Live at #INFORMS2023: Advanced Air Mobility … not just for The Jetsons!

Welcome to the latest episode in a special series of the Resoundingly Human podcast, recorded in person at the 2023 INFORMS Annual Meeting in Phoenix. For this episode I am joined by Hamsa Balakrishnan with MIT. Hamsa is delivering the keynote session, “Advanced Air Mobility: Are We There Yet?” and she is joining me today to explore this topic.

There is actually an interesting problem here on where there is likely to be a lot of demand and that would likely be cities, so people refer to that as Urban Air Mobility where it’s going to be in a city environment where lots of people might want to use it but it’s also where the problem tends to be the hardest. Where I think it’s more likely to provide the most benefit is going to be in places where there are typically long distances. You don’t have the same challenges of doing this in an urban environment, but really there is a need for having increased mobility in those places.

Interviewed this episode:

Hamsa Balakrishnan


Hamsa Balakrishnan is the William E. Leonhard (1940) Professor of Aeronautics and Astronautics at the Massachusetts Institute of Technology (MIT), where she is also affiliated with the Operations Research Center and the Institute for Data, Systems, and Society. She was previously the Associate Department Head of Aeronautics and Astronautics at MIT. She received her PhD from Stanford University, and a B.Tech. from the Indian Institute of Technology Madras. Her research is in the design, analysis, and implementation of control and optimization algorithms for cyber-physical infrastructures, with an emphasis on air transportation. She is the co-founder and chief scientist of Lumo, a Boston-based travel startup.

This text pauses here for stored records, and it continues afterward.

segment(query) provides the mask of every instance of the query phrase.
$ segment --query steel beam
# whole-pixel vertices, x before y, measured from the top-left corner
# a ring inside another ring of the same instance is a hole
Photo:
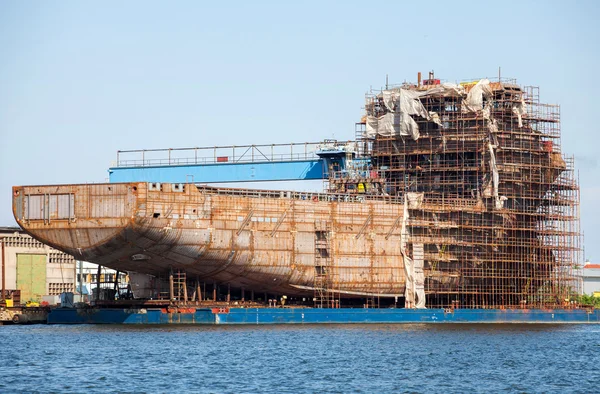
[[[323,161],[189,164],[181,166],[111,167],[111,183],[227,183],[323,179]]]

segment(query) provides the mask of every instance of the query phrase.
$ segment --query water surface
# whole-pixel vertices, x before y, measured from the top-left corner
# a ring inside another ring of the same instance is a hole
[[[0,340],[0,392],[600,392],[600,325],[34,325]]]

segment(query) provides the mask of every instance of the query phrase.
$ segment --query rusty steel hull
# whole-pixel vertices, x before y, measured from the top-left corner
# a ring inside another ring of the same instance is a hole
[[[14,187],[13,211],[34,238],[80,260],[290,295],[313,294],[315,223],[326,222],[337,291],[405,291],[403,206],[384,199],[140,182]]]

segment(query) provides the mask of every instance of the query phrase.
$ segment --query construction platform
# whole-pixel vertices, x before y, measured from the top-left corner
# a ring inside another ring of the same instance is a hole
[[[600,324],[598,309],[56,308],[48,324]]]
[[[48,318],[47,307],[0,306],[0,326],[5,324],[43,324]]]

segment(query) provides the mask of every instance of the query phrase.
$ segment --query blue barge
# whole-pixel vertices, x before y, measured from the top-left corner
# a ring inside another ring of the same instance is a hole
[[[600,324],[598,309],[56,308],[48,324]]]

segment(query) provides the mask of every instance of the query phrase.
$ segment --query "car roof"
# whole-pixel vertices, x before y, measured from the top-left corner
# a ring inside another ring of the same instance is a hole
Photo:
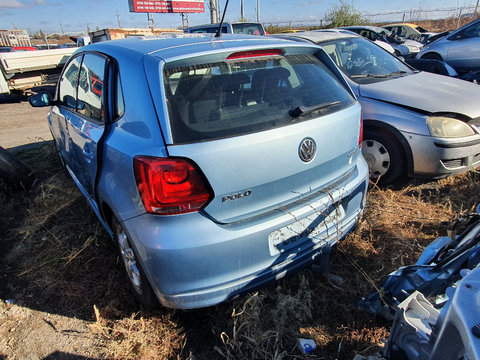
[[[342,26],[341,29],[365,29],[365,30],[371,30],[373,32],[382,32],[385,31],[383,27],[380,26],[372,26],[372,25],[364,25],[364,26]]]
[[[383,25],[383,26],[410,26],[414,29],[418,27],[417,24],[412,24],[412,23],[395,23],[395,24],[388,24],[388,25]]]
[[[295,46],[286,40],[266,36],[222,34],[216,38],[214,34],[179,34],[103,41],[79,48],[76,53],[97,51],[113,57],[150,55],[169,61],[192,54],[285,45]]]
[[[312,41],[314,43],[321,43],[330,40],[348,39],[348,38],[362,38],[360,35],[351,31],[344,31],[342,29],[327,29],[327,30],[313,30],[313,31],[300,31],[291,34],[276,34],[277,38],[301,38]]]

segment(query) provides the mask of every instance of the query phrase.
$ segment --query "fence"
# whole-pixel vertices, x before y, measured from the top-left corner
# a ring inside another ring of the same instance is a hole
[[[394,23],[394,22],[419,22],[419,21],[428,21],[428,20],[438,20],[438,19],[450,19],[455,20],[456,27],[459,27],[461,24],[465,23],[465,20],[471,19],[473,17],[478,17],[479,11],[478,3],[466,5],[466,6],[457,6],[450,8],[436,8],[436,9],[423,9],[423,8],[411,8],[408,10],[398,10],[398,11],[385,11],[377,13],[367,13],[363,12],[361,15],[364,19],[371,23]],[[467,21],[468,22],[468,21]],[[318,17],[318,19],[309,19],[309,20],[291,20],[291,21],[267,21],[264,24],[265,26],[278,26],[278,27],[311,27],[319,26],[324,27],[328,26],[328,23],[324,18]]]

Prof. Balakrishnan is an Associate Fellow of the American Institute of Aeronautics and Astronautics (AIAA), and the recipient of an NSF CAREER Award in 2008, the inaugural CNA Award for Operational Analysis in 2012, the AIAA Lawrence Sperry Award in 2012, the American Automatic Control Council’s Donald P. Eckman Award in 2014, the MIT AIAA Undergrad Advising (2014) and Undergraduate Teaching (2019) Awards, and multiple best paper awards.